On Saturday, U.N. Secretary-General Kofi Annan strongly reiterated the need for a government that includes a wide range of Afghan parties.

"If they do not do that, and one group tries to control power and assert itself, it is going to be a problem down the line. And I would hope that Mr. Rabbani also is aware of this happening since he knows intimately the history of his own country," Annan said during a visit to Ottawa.

The United States had gotten a promise from the northern alliance not to take Kabul so the United Nations could quickly arrange a meeting of Afghanistan's disparate ethnic groups and put together a broad-based government to run the country.

But with the alliance savoring its newfound power, the prospect of a truly representative government has become more uncertain.

A White House official said Saturday that the United States has been pressuring the northern alliance — largely made up of ethnic minorities — to share power and to let the U.N. oversee assembly of the new government. Several U.S. officials are in the region and in direct contact with the northern alliance, including James Dobbins, the special envoy for Central Asia.

The official, speaking on condition he not be identified, reiterated that the administration does not want to force a government on Afghans. But the new government must represent the country's diverse ethnic and political factions, the official said.

The top U.N. envoy for Afghanistan, Lakhdar Brahimi, has outlined plans for a two-year transitional government backed by a multinational security force. He is trying to organize a meeting of Afghanistan's many ethnic and tribal groups to decide their own future — hopefully sometime next week.

The United Nations wants it held on "neutral" turf outside Afghanistan. But after the capture of Kabul, the alliance's foreign minister, Abdullah, invited all Afghan factions except the Taliban to come to the capital to debate the new government.

The United States is urging the alliance to commit to the meeting and to compromise on its demand that it be held in Kabul, a U.S. official said in Washington on condition of anonymity. Brahimi's deputy, Francesc Vendrell, arrived in Kabul on Saturday to try to persuade alliance officials.

"It's an extraordinarily difficult situation in which the U.S. and its allies are not in a position to exert control, or even significant influence, over their local allies on the ground whose military victory they smoothed the path for," said former Canadian ambassador David Malone, president of the International Peace Academy, a New York think tank.

Col.
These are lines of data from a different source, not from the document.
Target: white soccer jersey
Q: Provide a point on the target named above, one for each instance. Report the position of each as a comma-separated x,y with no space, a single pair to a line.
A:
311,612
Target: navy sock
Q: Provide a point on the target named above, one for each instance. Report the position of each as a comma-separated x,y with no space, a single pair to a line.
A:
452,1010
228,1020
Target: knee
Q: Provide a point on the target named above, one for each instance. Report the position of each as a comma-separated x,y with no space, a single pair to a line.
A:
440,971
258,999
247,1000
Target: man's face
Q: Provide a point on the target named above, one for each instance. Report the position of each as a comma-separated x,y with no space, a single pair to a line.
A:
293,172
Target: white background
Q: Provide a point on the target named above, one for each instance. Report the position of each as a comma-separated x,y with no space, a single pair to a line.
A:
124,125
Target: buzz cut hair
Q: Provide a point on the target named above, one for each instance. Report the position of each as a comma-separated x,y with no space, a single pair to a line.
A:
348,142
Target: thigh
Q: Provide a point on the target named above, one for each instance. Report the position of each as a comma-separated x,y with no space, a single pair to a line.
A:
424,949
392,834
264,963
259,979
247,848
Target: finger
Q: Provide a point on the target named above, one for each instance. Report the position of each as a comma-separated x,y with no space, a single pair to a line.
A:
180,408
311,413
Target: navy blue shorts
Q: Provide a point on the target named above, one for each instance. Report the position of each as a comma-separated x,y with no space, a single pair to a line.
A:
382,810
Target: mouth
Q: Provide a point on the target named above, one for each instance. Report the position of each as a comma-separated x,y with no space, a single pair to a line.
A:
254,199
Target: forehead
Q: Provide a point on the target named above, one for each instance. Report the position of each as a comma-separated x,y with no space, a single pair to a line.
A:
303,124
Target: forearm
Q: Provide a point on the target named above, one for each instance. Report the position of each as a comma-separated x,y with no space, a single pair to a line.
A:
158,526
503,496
Bob Stewart, who was commander of the British U.N. forces in central Bosnia during the Balkans conflict, said the United Nations was moving too slowly.
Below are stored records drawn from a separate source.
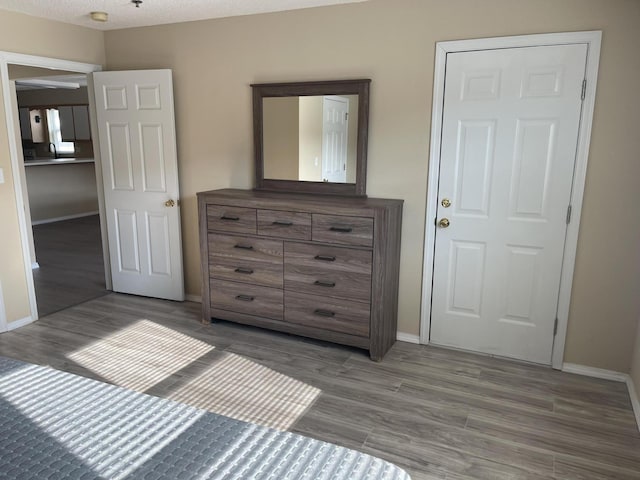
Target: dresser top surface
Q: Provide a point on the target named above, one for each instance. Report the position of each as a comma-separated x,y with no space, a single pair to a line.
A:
298,198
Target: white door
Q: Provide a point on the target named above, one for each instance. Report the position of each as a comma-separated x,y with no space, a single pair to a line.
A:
335,112
510,129
139,165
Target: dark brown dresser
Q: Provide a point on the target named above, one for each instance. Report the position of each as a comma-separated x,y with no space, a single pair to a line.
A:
319,266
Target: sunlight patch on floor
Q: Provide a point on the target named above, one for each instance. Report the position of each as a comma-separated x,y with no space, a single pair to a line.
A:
245,390
140,355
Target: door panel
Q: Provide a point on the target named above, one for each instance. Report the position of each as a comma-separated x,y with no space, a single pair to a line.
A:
334,138
509,135
137,145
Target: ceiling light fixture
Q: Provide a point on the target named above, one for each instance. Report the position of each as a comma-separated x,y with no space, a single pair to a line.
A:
99,16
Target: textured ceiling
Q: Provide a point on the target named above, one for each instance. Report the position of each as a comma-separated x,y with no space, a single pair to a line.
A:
124,14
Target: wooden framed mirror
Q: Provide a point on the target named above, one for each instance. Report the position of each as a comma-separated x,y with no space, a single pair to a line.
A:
311,137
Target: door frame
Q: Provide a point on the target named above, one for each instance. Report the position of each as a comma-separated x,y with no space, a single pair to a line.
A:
11,58
593,40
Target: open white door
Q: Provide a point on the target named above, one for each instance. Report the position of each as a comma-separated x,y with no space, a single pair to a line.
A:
335,125
136,128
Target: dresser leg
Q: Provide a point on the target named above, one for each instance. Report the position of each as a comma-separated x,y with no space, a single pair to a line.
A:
376,354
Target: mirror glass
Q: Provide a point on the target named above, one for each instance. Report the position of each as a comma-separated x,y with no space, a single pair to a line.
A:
310,138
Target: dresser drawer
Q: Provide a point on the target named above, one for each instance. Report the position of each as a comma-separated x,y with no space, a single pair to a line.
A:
343,230
332,271
327,313
290,225
248,299
231,219
245,259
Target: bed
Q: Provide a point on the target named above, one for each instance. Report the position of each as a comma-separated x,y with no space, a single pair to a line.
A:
57,425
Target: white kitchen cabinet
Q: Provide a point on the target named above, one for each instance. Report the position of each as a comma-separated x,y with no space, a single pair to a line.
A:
74,123
66,124
81,122
25,123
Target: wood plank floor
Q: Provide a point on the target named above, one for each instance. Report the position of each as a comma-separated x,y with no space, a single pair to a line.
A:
440,414
71,266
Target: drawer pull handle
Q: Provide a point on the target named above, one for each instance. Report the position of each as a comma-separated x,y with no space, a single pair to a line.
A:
325,258
248,271
245,298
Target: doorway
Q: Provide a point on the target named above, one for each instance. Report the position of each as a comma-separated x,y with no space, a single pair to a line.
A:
510,135
45,65
59,186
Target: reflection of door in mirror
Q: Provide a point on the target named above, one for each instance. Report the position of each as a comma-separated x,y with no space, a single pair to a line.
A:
335,132
310,138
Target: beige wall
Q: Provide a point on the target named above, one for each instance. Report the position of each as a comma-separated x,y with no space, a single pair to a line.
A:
392,42
280,137
29,35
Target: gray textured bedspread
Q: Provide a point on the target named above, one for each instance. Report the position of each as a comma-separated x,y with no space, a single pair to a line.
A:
56,425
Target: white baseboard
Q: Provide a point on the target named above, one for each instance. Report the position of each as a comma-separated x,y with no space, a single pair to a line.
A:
608,375
594,372
66,217
407,337
19,323
635,403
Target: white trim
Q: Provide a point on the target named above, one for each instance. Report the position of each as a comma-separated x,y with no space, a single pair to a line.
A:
3,313
7,58
592,40
93,123
65,217
594,372
20,323
407,337
193,298
635,403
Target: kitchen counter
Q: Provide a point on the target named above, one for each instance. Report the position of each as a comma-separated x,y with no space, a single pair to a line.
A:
56,161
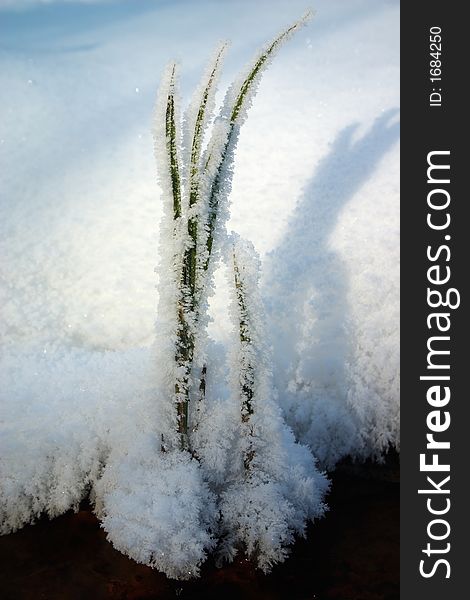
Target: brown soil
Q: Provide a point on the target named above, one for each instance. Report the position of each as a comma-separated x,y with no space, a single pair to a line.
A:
351,554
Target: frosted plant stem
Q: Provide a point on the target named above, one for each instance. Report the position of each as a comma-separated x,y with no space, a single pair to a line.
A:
235,118
247,370
184,344
190,261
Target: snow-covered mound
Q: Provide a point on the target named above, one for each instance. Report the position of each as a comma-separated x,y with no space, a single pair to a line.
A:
315,188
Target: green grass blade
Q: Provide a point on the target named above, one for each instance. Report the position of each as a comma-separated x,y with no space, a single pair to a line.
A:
172,145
"Fundamentally, the United Nations should have moved much faster and got people on the ground there," he told BBC.

Greenstock said he didn't think the criticism was fair.

"You can't just move in behind a load of warlords and start taking over a capital city belonging to another country," he said on the radio program. "It all has to be done with legitimacy, with the support of the Security Council, and these things take a few days to organize."

At a closed-door meeting Friday with the "Group of 21" countries that has been seeking peace in Afghanistan, diplomats quoted Brahimi as saying: "Don't tell me speed is of the essence. Tell the factions. And use your influence to get them to the meeting and back off from Kabul."

Ravan Farhadi, an envoy for Rabbani's government, which is still recognized by the United Nations, told the General Assembly the alliance had no intention of monopolizing power.

"All ethnic groups must be equally represented and given a voice," he said Wednesday.

But diplomats say Farhadi has little clout with alliance military forces. And if the northern alliance fails to keep its envoy's promise, it risks "losing the international recognition that the Rabbani government tenuously enjoys at the United Nations," Malone said.

No multinational force has been drawn up yet, but a host of countries have pledged troops. Along with U.S. forces already on the ground, the foreign troops could pressure the northern alliance forces to share power.

Brahimi said Friday that "we will go only as fast as the Afghans are willing to go." But, he said, "the more time is wasted, more problems may crop up and make progress that much more difficult."